Le projet était ambitieux. Et si on faisait le Dôme des Écrins en vélo-ski, à la journée ? Depuis Grenoble, il faut rallier la Bérarde, soit 80 km et déjà près de 2000 m de dénivelé en vélo, les skis sur le cadre. Puis encore 2100 m pour gravir le Dôme de Neige des Écrins, 4015 m. Le sommet ne sera pas atteint. Retour à Grenoble, en vélo, 22 heures après le départ. Mais cette nouvelle approche choisie par ces cyclo-skieurs fait réfléchir quant à notre dépendance à la voiture pour le ski de rando. Une tentative en vélo électrique serait sans aucun doute plus …facile. Récit.
Dans un monde où les émissions de CO2 ne cessent d’augmenter, où le plastique est omniprésent, une équipe de jeunes montagnards se lancent dans un challenge d’alpinisme original et écoresponsable, aux portes de la capitale des Alpes.
Les alpinistes sont malheureusement parmi les mauvais élèves du climat, entre déplacement carbonés, déchets et consommation de matériel technique… A un tournant de notre société, à l’aube d’une nouvelle génération de montagnards, il est temps de changer nos pratiques. Quelques semaines plus tôt, au tout début de l’hiver : « Et si on faisait le Dôme des Ecrins en vélo-ski, à la journée ? »
Une simple question peut prendre différentes tournures selon la personne à laquelle elle est adressée. Celle-ci, venant de Léonard, et à l’intention d’Eymeric, a donné naissance à un projet somptueux, tout aussi difficile qu’attirant, d’une puissance écologique indiscutable.
L’objectif était clair. L’ascension du Dôme, toiture enneigée du massif des Ecrins, à vélo et à ski, et en mode zéro déchet (barre de céréales et pains maisons, du vrac en veux-tu en voilà..). Le tout en une seule journée. Ici, pas de 64 au patin, pas de cordelette de 15m, pas de pelle en carbone, pas de vélo à dix SMIC : le simple matériel individuel, habituellement utilisé, sans lésiner sur la sécurité.
De g. à dr. Eymeric Giraud, Léonard Bolcato, Maxime Ciriego, Gabriel Dieny, Nathan Lioret, Emmanuel Rudelle. ©Marie Guiget
Séracs menaçants, mais météo optimiste.
Après plusieurs journées d’entrainement (Croix de Belledonne, Taillefer, …), et de nombreuses réflexions, la décision est prise.

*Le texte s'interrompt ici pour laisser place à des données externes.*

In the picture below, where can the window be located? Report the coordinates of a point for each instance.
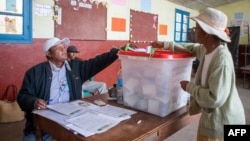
(181, 25)
(15, 21)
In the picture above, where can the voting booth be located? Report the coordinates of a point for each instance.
(151, 82)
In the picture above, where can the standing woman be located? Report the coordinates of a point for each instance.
(213, 93)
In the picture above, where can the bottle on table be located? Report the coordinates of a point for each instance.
(119, 94)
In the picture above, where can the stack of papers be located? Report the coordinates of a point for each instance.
(85, 118)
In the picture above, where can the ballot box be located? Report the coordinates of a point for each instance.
(151, 82)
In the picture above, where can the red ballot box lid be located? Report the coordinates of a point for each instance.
(158, 54)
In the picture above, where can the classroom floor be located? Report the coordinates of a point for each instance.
(13, 131)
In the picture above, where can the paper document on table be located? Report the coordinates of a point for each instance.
(65, 108)
(114, 111)
(93, 122)
(71, 108)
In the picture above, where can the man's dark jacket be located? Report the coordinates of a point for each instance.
(37, 81)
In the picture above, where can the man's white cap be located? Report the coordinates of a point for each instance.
(53, 42)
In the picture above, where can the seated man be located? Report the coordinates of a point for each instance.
(90, 86)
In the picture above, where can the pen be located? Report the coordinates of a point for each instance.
(48, 101)
(122, 115)
(103, 127)
(72, 131)
(75, 111)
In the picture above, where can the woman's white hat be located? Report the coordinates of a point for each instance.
(213, 22)
(53, 42)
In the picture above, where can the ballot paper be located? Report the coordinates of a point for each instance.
(65, 108)
(89, 120)
(93, 121)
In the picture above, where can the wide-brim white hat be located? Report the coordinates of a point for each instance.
(53, 42)
(213, 22)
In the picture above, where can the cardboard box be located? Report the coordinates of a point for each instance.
(151, 83)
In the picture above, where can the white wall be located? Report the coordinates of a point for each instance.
(43, 27)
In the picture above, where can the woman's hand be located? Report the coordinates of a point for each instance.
(184, 84)
(40, 104)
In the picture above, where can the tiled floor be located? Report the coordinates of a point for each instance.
(13, 131)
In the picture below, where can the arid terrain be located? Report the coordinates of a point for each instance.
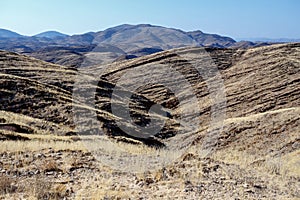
(61, 139)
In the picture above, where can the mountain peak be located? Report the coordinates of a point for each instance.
(51, 34)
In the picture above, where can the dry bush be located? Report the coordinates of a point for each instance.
(50, 165)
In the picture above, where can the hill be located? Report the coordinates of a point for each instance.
(112, 44)
(9, 34)
(246, 147)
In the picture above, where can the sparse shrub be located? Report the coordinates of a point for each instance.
(51, 165)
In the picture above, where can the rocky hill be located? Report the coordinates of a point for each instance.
(245, 146)
(113, 43)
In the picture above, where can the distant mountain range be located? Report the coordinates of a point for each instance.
(274, 40)
(120, 42)
(51, 34)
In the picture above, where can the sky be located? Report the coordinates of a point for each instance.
(234, 18)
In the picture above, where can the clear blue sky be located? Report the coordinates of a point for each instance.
(235, 18)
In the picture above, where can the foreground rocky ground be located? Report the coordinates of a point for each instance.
(254, 155)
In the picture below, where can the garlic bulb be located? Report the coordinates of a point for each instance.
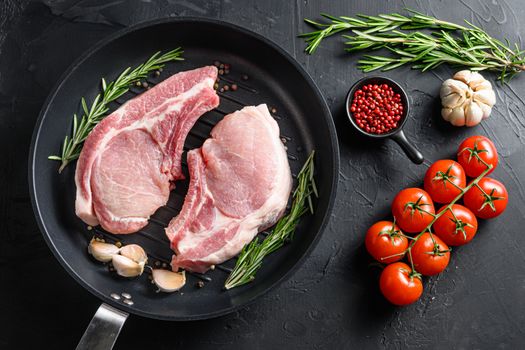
(168, 281)
(101, 251)
(131, 261)
(467, 98)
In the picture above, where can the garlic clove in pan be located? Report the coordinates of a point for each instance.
(135, 253)
(126, 267)
(168, 281)
(101, 251)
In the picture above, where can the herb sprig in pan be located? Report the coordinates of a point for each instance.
(91, 116)
(446, 42)
(253, 254)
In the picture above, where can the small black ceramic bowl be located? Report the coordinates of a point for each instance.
(396, 134)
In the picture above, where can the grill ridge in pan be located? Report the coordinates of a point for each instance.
(275, 78)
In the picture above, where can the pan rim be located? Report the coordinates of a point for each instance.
(94, 49)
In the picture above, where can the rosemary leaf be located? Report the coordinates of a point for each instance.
(91, 116)
(459, 45)
(253, 254)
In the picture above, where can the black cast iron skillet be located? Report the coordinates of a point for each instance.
(274, 77)
(396, 134)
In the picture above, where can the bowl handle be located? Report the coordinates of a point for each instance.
(103, 330)
(409, 149)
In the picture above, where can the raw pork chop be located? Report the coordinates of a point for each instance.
(129, 160)
(240, 182)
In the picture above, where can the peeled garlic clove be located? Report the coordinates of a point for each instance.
(126, 267)
(473, 114)
(487, 97)
(168, 281)
(101, 251)
(135, 253)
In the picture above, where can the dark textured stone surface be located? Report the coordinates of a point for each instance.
(333, 300)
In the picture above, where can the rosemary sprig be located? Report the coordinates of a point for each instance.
(446, 42)
(92, 115)
(372, 24)
(253, 254)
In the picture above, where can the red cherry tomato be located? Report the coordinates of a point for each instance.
(430, 255)
(457, 226)
(474, 151)
(399, 285)
(488, 203)
(413, 210)
(444, 180)
(385, 242)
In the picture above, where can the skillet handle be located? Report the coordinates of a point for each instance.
(103, 330)
(409, 149)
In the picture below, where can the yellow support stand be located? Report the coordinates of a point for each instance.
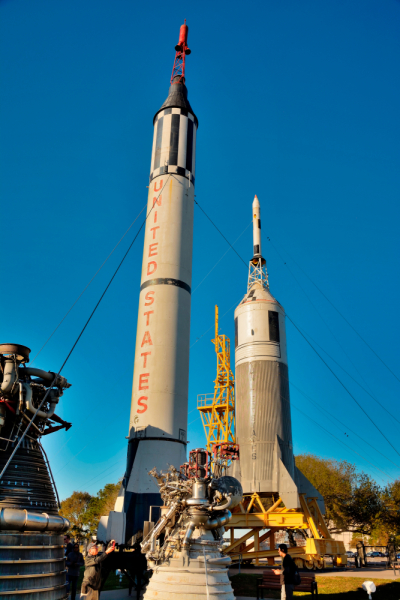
(218, 417)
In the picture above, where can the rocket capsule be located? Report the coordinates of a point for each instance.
(256, 228)
(182, 44)
(263, 420)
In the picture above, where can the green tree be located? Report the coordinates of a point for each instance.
(75, 510)
(353, 500)
(102, 504)
(84, 511)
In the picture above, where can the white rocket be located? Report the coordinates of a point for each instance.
(263, 419)
(158, 421)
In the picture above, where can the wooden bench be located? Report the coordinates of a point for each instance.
(273, 582)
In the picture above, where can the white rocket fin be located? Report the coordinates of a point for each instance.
(307, 488)
(287, 488)
(283, 481)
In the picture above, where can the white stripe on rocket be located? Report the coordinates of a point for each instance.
(194, 149)
(166, 139)
(256, 226)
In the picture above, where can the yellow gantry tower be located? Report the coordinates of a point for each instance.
(218, 411)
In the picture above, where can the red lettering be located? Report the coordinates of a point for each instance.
(151, 267)
(157, 200)
(149, 298)
(148, 313)
(140, 403)
(153, 249)
(145, 354)
(154, 229)
(144, 378)
(146, 339)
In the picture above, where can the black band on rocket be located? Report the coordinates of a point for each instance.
(166, 281)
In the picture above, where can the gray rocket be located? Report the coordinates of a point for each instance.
(158, 421)
(263, 419)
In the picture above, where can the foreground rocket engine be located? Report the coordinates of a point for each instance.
(31, 541)
(184, 547)
(263, 420)
(158, 422)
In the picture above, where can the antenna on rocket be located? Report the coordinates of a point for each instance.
(257, 267)
(178, 70)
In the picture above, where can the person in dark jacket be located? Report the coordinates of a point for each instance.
(287, 573)
(91, 583)
(74, 562)
(67, 545)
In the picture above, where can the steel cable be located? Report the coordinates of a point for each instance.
(80, 335)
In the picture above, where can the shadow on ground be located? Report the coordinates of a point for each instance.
(330, 588)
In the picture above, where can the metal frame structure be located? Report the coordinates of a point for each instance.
(218, 411)
(178, 70)
(258, 273)
(252, 514)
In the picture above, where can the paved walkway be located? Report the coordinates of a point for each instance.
(366, 573)
(123, 595)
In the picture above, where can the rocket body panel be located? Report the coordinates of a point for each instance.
(260, 334)
(161, 371)
(263, 417)
(159, 406)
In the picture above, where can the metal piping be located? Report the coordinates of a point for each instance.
(188, 534)
(223, 506)
(9, 376)
(22, 520)
(157, 530)
(31, 408)
(57, 380)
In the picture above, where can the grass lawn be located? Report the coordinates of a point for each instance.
(113, 582)
(331, 588)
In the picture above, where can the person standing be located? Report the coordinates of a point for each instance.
(287, 573)
(74, 562)
(91, 583)
(68, 545)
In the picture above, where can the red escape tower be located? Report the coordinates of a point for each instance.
(178, 70)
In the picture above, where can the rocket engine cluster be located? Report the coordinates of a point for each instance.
(263, 419)
(184, 547)
(31, 530)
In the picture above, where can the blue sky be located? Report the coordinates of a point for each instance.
(297, 103)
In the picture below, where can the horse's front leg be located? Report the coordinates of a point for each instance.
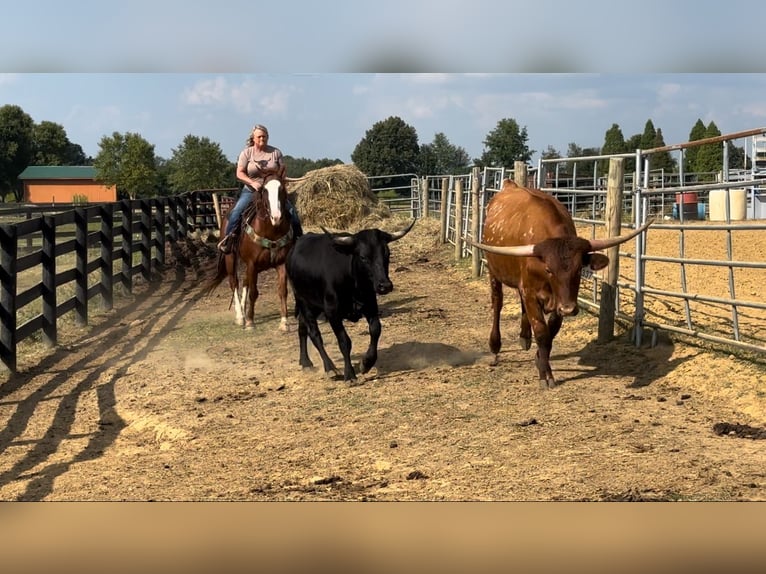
(282, 292)
(252, 286)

On est jeudi soir. L’équipe décide de se lancer à l’assaut du Dôme, mais en passant par la Brèche Lory à la montée, leur permettant de passer un temps très court exposé sous les séracs de la face nord (uniquement à la descente, à ski). C’est ambitieux, car les difficultés de la course résident dans un couloir sommital, à plus de 3800 mètres d’altitude.
Pas besoin d’avoir fait de la comptabilité pour comprendre que la journée sera longue. Mais pour ceux à qui les statistiques donnent le baume au cœur, on vous dit tout : 80km et 1900D+ de vélo jusqu’à la Bérarde, puis 2100D+ et une certaine quantité de kilomètres à pied puis à ski pour déboucher au sommet du Dôme.
Pas besoin d’avoir fait de la comptabilité pour comprendre que la journée sera longue.
Le seul chiffre que les 6 amis essaieront de garder bien bas, c’est celui de leur bilan carbone. Hors de question d’acheter du matériel juste pour cette sortie. Ils feront avec le même matériel que tout le reste de la saison. Ils prendront le temps. Pas d’impact direct, peu d’impact indirect (il faut tout de même des skis et un vélo…).
Appelez ça le vélo-ski-récup si vous voulez. Coup de fil à droite à gauche pour essayer de trouver des piolets et crampons légers.
Ça sera donc sortie montagne au coût marginal zéro : on a des convictions ou on en a pas.
On est bien loin du tout-carbone, mais ça n’empêche personne d’avoir envie d’y aller. Au pire, ça sera l’occasion de dire qu’il n’y a pas besoin d’être riche comme Crésus pour mettre les pieds en montagne, en respectant l’environnement.
Samedi 17 avril, 1:30. Grenoble. Le réveil sonne.
A l’heure où certains se couchent, eux se lèvent. Gabriel, au pied de chez lui, croise un gars qui ferme son tacos.
Pas de doute, il est tard – ou tôt.
Première voiture de police au bout de 300 mètres, qui déboule à contre-sens. Les voilà bien partis !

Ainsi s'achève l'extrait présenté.